Noiretirc wrote: Tue Dec 23, 2025 3:13 am
Hmm. I wonder if it's an age thing?
I'm nearly 64. I adored these cartoons as a kid...
Yes, I'm about the same age and (while I can't speak for the North American experience) in the UK I think the appeal of T&J among our generation is partly linked to the fact that, from 1967 and throughout the 1970s, they were regularly broadcast on BBC1 around 7pm immediately after the early evening news programmes as a curtain-raiser for the evening entertainment schedule. So they were very much part of
family viewing (not in "children's TV" slots as they later became) and it was almost impossible to miss them, especially when there were only three channels and channel-hopping had to be done manually on the TV itself.
I assume the BBC regarded them as safe, wholesome fun - even though Mary Whitehouse famously denounced them for excessive violence! For an autistic person like myself, I think their largely non-verbal mode was part of their appeal and that aspect perhaps made it easier for parents to ignore them, compared to the loud, brash, garrulous Warner cartoon characters who irritated me (the only exception being the generally silent Wile E Coyote with whose Sisyphus-like sufferings I sympathised). IIRC, the BBC usually showed the versions with the black maid redubbed in an Irish accent - ironic since "The Troubles" were always in the British news at that time. Perhaps that made T&J seem like more universal characters or even potentially British, at least compared to the Warner cartoons which were instantly recognisable as American - and when I was a boy "American" was often a dirty word in Britain in relation to children's entertainment (American comics in particular were frowned on).
In the early 1980s, I started making VHS off-air compilations of T&J. About 20 years ago, I bought the more or less complete UK DVD set, which included
Casanova Cat and
Mouse Cleaning, then the US DVD sets missing those two. I enjoyed watching them occasionally as a prelude to features, so it took me years to get through each set.

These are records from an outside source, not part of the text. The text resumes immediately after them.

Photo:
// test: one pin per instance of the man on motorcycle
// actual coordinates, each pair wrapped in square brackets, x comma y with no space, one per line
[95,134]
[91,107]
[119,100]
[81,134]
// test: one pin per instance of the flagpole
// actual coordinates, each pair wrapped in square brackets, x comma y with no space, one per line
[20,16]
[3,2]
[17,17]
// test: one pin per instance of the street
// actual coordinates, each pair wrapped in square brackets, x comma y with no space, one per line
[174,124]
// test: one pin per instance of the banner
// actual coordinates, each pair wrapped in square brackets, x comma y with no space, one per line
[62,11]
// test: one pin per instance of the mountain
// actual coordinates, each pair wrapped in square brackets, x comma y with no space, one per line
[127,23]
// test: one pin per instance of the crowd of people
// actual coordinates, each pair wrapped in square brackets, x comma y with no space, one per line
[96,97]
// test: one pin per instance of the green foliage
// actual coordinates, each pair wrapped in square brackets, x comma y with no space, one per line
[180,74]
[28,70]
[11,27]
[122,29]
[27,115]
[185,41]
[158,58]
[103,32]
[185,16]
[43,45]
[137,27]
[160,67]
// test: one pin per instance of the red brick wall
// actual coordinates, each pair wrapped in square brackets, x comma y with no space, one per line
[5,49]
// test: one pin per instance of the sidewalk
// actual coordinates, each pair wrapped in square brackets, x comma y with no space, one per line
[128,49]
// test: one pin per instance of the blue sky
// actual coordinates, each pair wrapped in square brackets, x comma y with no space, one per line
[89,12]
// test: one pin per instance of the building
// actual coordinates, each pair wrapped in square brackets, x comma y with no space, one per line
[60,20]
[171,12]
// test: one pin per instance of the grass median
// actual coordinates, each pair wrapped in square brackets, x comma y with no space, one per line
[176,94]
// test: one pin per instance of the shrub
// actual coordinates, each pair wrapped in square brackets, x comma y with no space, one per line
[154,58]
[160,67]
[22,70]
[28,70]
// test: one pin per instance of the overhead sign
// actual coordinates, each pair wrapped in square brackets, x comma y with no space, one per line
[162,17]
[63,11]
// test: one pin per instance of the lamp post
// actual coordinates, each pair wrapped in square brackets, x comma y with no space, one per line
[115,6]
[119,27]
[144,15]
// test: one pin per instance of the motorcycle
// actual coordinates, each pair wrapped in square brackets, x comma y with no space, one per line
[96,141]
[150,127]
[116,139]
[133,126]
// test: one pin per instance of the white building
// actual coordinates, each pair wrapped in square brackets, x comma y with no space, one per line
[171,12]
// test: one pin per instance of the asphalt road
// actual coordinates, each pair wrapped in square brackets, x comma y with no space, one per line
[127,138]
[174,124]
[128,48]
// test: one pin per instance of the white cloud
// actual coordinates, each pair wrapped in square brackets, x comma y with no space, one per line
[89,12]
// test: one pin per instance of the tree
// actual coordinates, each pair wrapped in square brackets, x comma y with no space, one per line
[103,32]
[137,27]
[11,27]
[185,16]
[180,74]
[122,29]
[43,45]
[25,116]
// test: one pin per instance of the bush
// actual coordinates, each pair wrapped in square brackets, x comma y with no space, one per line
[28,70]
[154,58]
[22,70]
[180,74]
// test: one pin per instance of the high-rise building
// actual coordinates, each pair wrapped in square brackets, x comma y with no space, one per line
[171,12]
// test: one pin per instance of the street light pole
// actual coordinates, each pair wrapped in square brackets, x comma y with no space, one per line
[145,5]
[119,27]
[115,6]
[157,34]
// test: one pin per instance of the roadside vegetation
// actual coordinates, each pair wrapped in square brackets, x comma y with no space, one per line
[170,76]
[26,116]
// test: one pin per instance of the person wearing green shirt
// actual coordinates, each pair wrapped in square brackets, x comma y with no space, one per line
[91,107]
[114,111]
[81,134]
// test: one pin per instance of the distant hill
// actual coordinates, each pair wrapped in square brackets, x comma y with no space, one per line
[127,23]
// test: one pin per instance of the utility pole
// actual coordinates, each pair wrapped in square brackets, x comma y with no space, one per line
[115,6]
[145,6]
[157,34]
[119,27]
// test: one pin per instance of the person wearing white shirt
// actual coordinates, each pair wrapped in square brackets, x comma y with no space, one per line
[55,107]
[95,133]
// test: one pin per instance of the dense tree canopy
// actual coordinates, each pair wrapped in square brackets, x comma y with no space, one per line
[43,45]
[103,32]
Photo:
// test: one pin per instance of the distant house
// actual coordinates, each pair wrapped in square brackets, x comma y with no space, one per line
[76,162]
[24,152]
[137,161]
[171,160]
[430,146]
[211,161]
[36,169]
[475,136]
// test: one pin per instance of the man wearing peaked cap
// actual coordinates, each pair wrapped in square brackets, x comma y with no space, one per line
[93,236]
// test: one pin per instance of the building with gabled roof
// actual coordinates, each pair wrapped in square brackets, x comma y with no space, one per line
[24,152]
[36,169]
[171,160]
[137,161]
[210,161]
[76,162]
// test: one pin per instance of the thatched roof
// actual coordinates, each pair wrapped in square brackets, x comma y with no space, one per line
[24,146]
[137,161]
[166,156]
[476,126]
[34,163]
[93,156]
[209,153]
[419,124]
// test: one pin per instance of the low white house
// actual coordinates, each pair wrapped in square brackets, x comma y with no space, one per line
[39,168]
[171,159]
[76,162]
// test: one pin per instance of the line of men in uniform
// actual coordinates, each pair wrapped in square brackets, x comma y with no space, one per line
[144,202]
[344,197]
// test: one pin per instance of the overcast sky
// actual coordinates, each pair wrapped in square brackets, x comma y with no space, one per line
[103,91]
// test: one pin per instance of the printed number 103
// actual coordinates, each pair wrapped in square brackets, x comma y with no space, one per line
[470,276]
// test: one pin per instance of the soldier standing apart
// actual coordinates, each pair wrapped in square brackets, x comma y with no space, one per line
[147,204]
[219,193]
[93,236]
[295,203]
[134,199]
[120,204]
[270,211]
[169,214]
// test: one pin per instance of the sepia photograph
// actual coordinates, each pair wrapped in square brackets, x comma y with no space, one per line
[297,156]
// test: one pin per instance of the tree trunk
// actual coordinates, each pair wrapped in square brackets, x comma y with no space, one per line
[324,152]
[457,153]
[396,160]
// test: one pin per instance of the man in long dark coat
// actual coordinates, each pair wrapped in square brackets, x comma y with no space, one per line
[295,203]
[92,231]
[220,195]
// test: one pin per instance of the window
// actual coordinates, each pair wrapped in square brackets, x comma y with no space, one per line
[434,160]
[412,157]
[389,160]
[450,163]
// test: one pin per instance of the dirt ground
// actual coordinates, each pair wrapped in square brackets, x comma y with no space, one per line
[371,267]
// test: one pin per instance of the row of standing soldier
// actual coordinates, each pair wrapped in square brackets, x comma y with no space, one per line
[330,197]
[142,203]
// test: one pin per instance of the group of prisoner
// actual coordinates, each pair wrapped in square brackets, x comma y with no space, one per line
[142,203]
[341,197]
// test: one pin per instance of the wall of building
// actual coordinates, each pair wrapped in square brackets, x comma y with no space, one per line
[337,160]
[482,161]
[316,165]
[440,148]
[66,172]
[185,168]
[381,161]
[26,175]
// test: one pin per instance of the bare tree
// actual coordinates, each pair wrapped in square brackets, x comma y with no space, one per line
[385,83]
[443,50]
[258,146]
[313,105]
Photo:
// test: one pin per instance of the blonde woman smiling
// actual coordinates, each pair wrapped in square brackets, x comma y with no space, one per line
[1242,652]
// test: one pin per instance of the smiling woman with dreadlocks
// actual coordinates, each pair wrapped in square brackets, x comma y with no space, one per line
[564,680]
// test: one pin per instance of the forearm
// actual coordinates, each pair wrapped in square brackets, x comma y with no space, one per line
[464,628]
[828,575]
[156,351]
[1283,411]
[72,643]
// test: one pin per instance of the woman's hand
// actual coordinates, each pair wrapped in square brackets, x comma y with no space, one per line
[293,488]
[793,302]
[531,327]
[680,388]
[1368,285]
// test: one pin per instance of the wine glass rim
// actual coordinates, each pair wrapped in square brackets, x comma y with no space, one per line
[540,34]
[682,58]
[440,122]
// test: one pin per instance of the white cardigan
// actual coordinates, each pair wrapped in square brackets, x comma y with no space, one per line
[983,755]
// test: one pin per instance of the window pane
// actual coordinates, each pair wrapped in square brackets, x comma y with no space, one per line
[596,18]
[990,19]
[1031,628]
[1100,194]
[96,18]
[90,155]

I've never rebought them on Blu-ray and probably won't, the main reason being that I now rarely have the patience to find and load discs just to watch one cartoon. I salute those who can enjoy multiple consecutive cartoons but two has always been my max for any series. Having to skip or even sit through company logos, copyright notices, verbal or written warnings about racism, intros by Oprah or Leonard Maltin (Disney), noisy menu screens, etc. - all just for 10 or 15 minutes of entertainment - has always been a deterrent to me. At least setting up an 8mm projector (another hangover from the '70s which I still indulge in occasionally) is more fun than that!